La Haute Cour de justice, récemment installée en décembre 2024, est au cœur de ces poursuites. Spécialement conçue pour juger les présidents et ministres pour des actes commis durant leur mandat, elle reflète une volonté affichée d’instaurer une reddition des comptes au plus haut niveau de l’État. Jusqu’ici rarement saisie, cette juridiction marque un tournant dans le paysage judiciaire sénégalais en traitant pour la première fois des dossiers aussi sensibles.

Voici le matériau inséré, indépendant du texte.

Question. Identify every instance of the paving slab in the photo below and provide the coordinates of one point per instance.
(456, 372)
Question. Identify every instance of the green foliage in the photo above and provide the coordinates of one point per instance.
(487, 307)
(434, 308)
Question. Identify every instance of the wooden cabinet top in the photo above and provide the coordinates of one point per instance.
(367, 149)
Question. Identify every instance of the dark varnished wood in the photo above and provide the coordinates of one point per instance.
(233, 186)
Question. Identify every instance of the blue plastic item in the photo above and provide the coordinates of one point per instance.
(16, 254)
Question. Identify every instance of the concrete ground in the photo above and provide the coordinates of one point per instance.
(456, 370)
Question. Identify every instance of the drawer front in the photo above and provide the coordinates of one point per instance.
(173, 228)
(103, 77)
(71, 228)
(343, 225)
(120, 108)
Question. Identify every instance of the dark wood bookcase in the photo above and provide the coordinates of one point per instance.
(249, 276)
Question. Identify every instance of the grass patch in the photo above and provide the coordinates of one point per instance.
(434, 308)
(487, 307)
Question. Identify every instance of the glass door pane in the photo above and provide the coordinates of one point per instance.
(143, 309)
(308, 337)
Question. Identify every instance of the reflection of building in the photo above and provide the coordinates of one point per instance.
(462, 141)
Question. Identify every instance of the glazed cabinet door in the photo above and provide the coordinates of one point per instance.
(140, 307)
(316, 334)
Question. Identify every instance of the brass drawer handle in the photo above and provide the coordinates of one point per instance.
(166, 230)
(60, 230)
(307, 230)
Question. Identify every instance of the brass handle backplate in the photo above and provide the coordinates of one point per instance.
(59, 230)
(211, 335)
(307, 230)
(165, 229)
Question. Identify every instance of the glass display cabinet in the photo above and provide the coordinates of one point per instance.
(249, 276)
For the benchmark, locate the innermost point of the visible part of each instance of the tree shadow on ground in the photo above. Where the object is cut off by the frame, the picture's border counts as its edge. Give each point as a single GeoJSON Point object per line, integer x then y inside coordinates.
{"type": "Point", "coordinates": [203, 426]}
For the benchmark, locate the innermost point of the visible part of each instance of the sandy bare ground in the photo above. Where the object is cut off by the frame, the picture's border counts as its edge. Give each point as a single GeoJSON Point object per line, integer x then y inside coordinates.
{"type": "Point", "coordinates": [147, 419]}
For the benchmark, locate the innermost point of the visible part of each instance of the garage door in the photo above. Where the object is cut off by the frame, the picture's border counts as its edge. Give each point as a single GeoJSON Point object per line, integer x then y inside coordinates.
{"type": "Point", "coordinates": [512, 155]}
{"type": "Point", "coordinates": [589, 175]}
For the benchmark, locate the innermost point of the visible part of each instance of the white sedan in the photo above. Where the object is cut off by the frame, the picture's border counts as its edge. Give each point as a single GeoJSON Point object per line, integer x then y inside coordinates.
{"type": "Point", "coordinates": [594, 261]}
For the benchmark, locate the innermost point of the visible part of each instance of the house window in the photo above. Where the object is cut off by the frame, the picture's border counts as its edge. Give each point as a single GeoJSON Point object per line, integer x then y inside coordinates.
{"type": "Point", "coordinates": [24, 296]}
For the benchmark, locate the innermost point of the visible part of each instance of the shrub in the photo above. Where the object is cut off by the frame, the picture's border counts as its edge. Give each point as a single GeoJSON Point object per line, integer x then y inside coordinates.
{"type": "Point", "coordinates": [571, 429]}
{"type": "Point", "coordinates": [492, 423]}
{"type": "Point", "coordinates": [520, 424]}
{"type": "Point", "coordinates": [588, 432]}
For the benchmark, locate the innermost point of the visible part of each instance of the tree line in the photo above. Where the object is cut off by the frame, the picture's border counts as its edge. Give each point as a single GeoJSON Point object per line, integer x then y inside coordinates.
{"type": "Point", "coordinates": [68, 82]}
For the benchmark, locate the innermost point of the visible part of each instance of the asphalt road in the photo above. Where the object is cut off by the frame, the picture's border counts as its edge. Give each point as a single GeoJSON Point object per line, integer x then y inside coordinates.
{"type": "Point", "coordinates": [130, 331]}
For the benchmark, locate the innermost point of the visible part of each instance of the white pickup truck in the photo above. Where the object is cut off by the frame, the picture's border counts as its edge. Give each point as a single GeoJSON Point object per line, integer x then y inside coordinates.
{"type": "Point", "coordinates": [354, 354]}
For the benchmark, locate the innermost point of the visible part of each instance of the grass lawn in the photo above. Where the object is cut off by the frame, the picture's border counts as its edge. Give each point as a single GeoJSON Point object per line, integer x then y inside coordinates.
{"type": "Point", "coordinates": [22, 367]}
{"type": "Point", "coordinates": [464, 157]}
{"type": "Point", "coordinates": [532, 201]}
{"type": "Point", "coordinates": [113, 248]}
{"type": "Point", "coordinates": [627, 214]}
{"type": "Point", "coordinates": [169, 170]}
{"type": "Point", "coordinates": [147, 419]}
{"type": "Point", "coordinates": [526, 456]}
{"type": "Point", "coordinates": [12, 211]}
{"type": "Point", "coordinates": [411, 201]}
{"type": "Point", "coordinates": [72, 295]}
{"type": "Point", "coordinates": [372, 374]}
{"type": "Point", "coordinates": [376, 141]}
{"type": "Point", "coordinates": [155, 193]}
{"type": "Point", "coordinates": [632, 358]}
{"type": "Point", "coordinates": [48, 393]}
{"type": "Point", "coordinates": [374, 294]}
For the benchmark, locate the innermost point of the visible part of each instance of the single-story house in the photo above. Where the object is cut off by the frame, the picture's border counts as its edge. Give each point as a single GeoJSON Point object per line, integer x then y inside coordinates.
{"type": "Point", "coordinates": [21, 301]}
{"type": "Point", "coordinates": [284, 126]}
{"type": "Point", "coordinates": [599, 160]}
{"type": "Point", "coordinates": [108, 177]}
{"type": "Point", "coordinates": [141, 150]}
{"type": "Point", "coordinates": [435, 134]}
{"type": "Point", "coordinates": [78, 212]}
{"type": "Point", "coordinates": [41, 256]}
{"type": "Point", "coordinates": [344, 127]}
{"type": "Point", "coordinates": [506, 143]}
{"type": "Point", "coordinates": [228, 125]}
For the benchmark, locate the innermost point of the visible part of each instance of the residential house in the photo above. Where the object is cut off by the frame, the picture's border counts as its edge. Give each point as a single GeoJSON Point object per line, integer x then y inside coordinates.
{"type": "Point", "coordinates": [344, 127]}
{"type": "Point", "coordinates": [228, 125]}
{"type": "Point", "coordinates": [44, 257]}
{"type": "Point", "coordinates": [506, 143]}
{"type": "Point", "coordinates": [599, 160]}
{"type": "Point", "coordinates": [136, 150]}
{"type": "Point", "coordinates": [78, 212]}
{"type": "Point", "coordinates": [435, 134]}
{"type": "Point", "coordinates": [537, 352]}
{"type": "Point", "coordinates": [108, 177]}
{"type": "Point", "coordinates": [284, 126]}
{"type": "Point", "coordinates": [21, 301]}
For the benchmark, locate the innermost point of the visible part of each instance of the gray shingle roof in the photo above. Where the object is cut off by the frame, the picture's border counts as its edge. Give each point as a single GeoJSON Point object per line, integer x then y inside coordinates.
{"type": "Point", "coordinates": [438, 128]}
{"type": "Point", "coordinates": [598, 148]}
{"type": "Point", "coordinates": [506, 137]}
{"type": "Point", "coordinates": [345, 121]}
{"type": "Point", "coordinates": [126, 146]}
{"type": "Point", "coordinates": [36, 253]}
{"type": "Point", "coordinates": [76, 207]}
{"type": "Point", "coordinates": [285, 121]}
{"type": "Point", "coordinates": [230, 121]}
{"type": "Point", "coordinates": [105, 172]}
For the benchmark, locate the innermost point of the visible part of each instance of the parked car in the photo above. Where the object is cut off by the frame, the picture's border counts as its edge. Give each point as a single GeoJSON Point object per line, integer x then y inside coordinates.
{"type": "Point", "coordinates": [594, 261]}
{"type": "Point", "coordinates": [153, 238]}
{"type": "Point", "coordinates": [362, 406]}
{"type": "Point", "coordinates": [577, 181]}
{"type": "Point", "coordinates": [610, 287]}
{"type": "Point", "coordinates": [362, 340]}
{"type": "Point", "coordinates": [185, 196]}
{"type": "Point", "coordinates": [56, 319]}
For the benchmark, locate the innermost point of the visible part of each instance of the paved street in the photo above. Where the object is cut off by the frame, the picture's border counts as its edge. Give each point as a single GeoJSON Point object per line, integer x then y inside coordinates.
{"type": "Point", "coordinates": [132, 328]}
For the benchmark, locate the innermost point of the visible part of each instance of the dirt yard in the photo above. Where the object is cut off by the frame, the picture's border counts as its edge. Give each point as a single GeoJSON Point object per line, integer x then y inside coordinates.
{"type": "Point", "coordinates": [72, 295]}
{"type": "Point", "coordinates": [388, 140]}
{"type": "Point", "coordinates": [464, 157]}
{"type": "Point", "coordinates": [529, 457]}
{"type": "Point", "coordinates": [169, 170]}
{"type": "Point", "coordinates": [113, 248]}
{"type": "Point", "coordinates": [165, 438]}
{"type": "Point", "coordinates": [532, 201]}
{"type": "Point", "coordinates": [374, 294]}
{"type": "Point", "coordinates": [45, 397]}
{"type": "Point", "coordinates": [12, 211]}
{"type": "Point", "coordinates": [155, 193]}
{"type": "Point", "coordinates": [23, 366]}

Si cette vague d’inculpations est saluée comme un signe de vitalité démocratique, elle suscite aussi des interrogations. Plusieurs voix s’élèvent contre le fonctionnement actuel de la Haute Cour de justice, notamment l’absence de possibilité d’appel. Pour Babacar Ba, président du Forum du justiciable, cette lacune constitue une atteinte au droit à un procès équitable : « Si la personne n’est pas satisfaite de la condamnation, elle doit pouvoir saisir une juridiction supérieure », plaide-t-il.
Du côté des organisations de la société civile, les avis sont partagés. Pour Moundiaye Cissé, directeur de l’ONG 3D, cette dynamique est globalement positive : « La justice commence à mettre tout le monde sur un pied d’égalité. » Mais lui aussi estime que des réformes s’imposent pour aligner le fonctionnement de la Haute Cour sur les standards internationaux en matière de droits humains. Plusieurs ONG appellent donc à une révision urgente de la loi organique encadrant cette institution.
Au-delà des procédures en cours, c’est l’image de la justice sénégalaise qui se joue. Alors que le pays sort d’une période politique agitée, cette série d’inculpations sera scrutée de près. Pour les autorités comme pour l’opinion publique, l’enjeu est double : prouver l’indépendance des institutions tout en garantissant aux accusés un traitement équitable.